← Case studies
Cross-border logistics · 2025

Designing a recurring audit framework for AWS infrastructure

Design of a recurring review system covering cost, security, reliability, database and hygiene across an AWS footprint, with structured execution and evidence-based reporting.

Role Senior DevOps Engineer & AWS Solutions Architect
5 (cost, security, reliability, DB, hygiene)
Audit pillars
On-demand + scheduled
Cadence
API-backed findings
Evidence model
AWSAWS CLIBashPythonCloudWatchClaude Code

The problem

A continuously evolving AWS footprint generates recurring operational questions that benefit from periodic review:

  • Are services right-sized after recent load changes?
  • Is any IAM policy more permissive than required?
  • Are backups being taken and tested as expected?
  • Is any data stored unencrypted unintentionally?
  • Are there Lambda functions outside the VPC that shouldn’t be?
  • Are CloudWatch log groups accumulating storage without retention policies?

Each of these can be answered through the AWS console, but doing it consistently across multiple environments requires sustained effort. The questions tend to get deprioritized until an issue surfaces.

The framework

I designed the framework around five pillars of the Well-Architected Framework, each with a defined scope and verification approach:

  • Cost — EC2, ECS/Fargate, RDS, Lambda, S3, networking and storage. Cross-referenced with CloudWatch utilization to identify right-sizing opportunities.
  • Security — IAM, RDS, S3, Lambda, networking, encryption and security service posture.
  • Database — RDS CloudWatch metrics in the remote phase, with optional detailed review (SSH + MySQL) for slow queries, deadlocks and problematic events.
  • Reliability — backups, alarms, service stability, ENI limits, health checks and failover configuration.
  • Hygiene — orphaned resources, misconfigurations, missing lifecycle policies and unnecessary storage accumulation.

The framework requires that every finding must be backed by a real API call as evidence. No finding is accepted into the report without a verifiable source. This rule is applied consistently regardless of the tool that executes the check.

Implementation

The framework is executed through a combination of the AWS CLI, Bash and Python scripts, and a set of Claude Code commands that automate the data collection across the defined scope. The decision to use AI-assisted execution was deliberate: it removes the friction of running the checks manually each time, while keeping the contract (evidence-based findings) enforced by the framework itself, not by the tool.

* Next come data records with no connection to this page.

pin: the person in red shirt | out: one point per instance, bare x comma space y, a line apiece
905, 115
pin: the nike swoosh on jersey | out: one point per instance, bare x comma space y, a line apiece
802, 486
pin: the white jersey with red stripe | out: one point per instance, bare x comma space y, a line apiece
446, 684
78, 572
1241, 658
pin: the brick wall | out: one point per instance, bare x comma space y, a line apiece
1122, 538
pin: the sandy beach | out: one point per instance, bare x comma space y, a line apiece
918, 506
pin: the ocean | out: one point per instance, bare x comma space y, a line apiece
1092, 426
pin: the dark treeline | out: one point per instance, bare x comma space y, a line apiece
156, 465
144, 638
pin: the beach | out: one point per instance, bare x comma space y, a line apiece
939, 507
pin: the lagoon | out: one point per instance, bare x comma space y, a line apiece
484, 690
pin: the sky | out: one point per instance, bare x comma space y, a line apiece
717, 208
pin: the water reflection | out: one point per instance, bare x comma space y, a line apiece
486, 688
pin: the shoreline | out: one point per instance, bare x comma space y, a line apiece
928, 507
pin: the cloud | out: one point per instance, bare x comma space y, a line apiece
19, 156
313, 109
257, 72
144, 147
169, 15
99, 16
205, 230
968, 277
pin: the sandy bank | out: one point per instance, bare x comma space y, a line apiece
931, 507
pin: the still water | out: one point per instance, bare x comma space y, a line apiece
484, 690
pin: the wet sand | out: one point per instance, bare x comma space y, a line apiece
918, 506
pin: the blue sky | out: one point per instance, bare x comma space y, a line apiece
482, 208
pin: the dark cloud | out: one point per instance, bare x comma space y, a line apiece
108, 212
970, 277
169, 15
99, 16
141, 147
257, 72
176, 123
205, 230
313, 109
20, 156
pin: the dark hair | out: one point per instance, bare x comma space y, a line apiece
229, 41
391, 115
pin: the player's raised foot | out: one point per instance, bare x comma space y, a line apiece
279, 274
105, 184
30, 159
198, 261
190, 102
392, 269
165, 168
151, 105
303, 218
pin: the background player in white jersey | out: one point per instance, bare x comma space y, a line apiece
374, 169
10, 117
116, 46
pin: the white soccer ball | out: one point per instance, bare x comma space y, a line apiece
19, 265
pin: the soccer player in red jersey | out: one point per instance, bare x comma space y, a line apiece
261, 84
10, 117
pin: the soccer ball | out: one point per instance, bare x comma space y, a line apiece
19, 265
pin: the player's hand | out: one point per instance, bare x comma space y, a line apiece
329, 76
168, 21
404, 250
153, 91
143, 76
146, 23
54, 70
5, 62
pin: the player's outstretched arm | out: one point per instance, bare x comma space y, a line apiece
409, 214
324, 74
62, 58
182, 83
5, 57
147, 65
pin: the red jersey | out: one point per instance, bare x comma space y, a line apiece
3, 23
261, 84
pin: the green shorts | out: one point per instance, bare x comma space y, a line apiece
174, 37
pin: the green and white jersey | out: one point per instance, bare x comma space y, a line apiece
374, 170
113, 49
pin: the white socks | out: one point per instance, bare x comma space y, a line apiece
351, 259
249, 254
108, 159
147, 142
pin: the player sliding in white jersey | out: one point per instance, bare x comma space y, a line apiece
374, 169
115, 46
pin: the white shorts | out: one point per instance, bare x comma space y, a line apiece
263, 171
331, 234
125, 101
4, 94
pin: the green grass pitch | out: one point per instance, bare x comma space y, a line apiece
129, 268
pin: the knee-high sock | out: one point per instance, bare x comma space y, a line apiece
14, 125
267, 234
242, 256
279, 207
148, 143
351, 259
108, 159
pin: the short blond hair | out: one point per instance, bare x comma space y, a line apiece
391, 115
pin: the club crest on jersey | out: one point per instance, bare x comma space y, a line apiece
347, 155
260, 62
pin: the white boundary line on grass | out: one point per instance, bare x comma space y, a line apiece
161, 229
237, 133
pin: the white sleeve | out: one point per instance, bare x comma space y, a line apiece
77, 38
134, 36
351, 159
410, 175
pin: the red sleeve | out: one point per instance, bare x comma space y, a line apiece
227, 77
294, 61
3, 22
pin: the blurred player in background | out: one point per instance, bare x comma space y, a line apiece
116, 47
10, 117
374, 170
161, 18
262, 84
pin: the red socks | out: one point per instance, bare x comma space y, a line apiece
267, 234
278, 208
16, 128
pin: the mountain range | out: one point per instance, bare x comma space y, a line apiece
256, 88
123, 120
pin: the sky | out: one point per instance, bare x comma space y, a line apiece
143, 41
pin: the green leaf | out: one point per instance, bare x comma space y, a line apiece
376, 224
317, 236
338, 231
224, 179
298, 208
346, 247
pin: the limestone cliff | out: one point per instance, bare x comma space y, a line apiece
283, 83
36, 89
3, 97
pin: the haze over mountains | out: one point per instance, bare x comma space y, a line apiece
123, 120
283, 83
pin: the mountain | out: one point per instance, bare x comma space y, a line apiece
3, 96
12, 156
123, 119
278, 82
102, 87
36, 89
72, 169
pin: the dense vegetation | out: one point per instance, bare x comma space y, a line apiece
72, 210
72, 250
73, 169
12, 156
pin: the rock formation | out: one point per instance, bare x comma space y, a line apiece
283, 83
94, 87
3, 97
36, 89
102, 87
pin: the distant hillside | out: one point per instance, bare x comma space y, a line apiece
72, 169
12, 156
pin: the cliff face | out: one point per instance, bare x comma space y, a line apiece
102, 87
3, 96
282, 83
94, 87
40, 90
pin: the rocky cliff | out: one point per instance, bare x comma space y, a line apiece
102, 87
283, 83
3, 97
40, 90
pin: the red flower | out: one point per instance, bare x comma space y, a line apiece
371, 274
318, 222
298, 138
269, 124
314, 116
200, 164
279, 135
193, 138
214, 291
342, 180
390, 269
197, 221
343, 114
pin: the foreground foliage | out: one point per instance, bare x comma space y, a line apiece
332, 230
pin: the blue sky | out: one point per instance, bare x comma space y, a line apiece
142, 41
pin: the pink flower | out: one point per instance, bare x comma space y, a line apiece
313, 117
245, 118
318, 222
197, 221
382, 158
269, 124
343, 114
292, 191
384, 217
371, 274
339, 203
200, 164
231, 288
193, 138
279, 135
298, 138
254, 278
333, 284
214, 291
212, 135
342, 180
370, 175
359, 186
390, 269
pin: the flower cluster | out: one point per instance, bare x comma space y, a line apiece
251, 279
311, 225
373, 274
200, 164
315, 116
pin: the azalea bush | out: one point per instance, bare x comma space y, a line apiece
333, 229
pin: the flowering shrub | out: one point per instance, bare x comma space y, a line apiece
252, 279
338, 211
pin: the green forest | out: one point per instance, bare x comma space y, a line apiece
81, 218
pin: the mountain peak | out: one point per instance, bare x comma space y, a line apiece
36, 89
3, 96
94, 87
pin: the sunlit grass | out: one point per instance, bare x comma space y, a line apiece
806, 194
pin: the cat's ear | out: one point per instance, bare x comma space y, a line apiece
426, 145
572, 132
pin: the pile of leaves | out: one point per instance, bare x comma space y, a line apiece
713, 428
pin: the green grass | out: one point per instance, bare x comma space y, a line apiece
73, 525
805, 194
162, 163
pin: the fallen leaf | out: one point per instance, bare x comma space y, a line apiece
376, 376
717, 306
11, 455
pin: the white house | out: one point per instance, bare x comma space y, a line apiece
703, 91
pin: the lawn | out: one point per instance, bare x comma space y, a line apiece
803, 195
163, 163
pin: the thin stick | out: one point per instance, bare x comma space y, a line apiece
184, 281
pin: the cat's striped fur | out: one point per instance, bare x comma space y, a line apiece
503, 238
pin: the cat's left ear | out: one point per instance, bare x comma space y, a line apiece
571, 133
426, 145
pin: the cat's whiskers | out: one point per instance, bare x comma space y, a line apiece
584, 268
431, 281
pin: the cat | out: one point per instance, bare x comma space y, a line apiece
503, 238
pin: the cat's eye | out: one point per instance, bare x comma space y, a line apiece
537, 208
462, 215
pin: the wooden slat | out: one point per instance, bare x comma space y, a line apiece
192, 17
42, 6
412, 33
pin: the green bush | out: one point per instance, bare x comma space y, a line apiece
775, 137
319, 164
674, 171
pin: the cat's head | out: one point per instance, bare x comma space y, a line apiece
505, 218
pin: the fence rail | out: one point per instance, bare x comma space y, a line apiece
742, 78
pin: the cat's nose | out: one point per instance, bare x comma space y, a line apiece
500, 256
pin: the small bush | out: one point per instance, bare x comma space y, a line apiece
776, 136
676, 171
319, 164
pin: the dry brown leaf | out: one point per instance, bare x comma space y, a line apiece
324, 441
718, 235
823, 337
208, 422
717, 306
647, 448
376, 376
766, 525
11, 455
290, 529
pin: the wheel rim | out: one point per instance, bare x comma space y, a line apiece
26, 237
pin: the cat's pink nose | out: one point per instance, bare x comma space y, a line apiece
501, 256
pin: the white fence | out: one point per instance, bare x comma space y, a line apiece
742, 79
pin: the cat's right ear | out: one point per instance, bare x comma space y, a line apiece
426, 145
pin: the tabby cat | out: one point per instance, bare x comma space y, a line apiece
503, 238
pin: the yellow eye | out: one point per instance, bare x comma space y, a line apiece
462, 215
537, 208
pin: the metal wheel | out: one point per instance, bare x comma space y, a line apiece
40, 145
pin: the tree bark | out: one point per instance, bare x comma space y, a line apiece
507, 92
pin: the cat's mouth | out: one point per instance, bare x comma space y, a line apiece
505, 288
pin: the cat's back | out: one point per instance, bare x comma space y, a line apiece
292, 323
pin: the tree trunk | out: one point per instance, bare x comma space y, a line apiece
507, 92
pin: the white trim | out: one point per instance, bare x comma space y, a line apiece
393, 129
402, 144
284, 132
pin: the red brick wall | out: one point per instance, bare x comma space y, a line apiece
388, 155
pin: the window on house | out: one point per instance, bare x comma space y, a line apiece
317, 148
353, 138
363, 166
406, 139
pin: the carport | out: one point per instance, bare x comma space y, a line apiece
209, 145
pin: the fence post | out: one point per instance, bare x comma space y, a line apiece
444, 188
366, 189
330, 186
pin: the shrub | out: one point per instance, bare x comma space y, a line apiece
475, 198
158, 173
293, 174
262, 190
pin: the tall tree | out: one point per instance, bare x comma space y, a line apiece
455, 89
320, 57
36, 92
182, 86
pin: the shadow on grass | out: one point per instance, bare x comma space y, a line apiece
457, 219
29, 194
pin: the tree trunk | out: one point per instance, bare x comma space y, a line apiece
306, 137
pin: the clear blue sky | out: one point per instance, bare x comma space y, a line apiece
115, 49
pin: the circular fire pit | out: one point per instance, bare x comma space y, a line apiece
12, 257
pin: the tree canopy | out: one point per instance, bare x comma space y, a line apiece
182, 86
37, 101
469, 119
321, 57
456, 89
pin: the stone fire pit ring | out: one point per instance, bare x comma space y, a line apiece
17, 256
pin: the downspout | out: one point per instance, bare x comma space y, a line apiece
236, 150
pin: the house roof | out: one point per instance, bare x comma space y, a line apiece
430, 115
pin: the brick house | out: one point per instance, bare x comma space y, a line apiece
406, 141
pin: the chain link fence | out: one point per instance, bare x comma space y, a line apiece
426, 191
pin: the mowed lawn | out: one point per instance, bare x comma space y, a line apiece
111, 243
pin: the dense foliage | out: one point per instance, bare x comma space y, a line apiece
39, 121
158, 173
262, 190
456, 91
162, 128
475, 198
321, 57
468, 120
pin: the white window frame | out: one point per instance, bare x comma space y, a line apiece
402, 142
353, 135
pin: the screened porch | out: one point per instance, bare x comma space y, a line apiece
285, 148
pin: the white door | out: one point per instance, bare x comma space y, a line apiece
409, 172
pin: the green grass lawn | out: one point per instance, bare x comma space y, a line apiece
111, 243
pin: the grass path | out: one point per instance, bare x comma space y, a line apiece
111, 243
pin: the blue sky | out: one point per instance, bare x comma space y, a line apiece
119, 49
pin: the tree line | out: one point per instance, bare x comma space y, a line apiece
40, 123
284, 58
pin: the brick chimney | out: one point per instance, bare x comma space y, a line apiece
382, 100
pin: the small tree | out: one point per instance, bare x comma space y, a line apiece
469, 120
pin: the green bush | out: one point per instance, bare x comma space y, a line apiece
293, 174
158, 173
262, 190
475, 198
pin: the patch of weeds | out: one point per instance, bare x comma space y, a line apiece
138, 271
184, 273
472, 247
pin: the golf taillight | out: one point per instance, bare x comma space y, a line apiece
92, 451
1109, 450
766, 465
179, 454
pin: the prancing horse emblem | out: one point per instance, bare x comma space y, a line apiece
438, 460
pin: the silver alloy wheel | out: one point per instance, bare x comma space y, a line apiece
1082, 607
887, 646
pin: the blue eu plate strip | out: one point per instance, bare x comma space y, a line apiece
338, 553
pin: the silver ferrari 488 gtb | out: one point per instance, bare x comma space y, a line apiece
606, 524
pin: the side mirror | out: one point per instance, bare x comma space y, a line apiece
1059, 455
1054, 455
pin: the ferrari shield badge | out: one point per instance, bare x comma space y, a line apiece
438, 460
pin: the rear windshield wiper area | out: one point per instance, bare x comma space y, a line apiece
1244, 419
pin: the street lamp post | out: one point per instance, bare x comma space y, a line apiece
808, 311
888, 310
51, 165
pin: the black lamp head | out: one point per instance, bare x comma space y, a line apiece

The judgment loop stays human throughout:

  • I design and update the framework, including which checks belong in which pillar and how severity is assigned.
  • The execution layer (whichever tool) only collects and reports against the framework’s rules.
  • I review every report, prioritize based on context, and decide what gets implemented.
01 · trigger on-demand · scheduled /aws-audit orchestrator agent 02 · specialized audit agents · read-only iam cost ec2 · ecs · rds s3 · lambda security iam · encryption net · public access database rds metrics · slow queries · deadlocks reliability backups · alarms eni · failover hygiene orphans · lifecycle log retention contract :: verify every finding against a real API call before reporting 03 · synthesis ~20 min · markdown audit report · grouped by severity critical · high · medium · low — resource ARN verifying API call — — current state applying API call —

How an audit run works

A run uses read-only IAM access and produces a Markdown report grouped by severity:

  • Critical — requires immediate attention
  • High — should be addressed within the week
  • Medium — backlog item
  • Low — improvement opportunity

Each finding includes:

  • Exact AWS resource ARN
  • Current state, with the API call to verify it
  • Recommended fix, with the API call to apply it
  • Brief explanation of why it matters

Operating constraints

  • Execution operates with read-only IAM permissions. Any apply step is an explicit manual action.
  • Every finding references a real API call as evidence. This is a framework requirement, not a tool-level option.
  • All output is reviewed manually before action. Automated execution speeds up data collection; prioritization and implementation are decided by the operator.

Outcome

The audit cycle that was previously inconsistent now runs reliably across all environments. Findings are documented with reproducible verification steps, which makes the review process auditable and the fixes traceable. The framework defines what gets checked, how severity is assigned and what evidence is required. Execution speed is a benefit of the implementation; the integrity of the audit comes from the framework’s structure.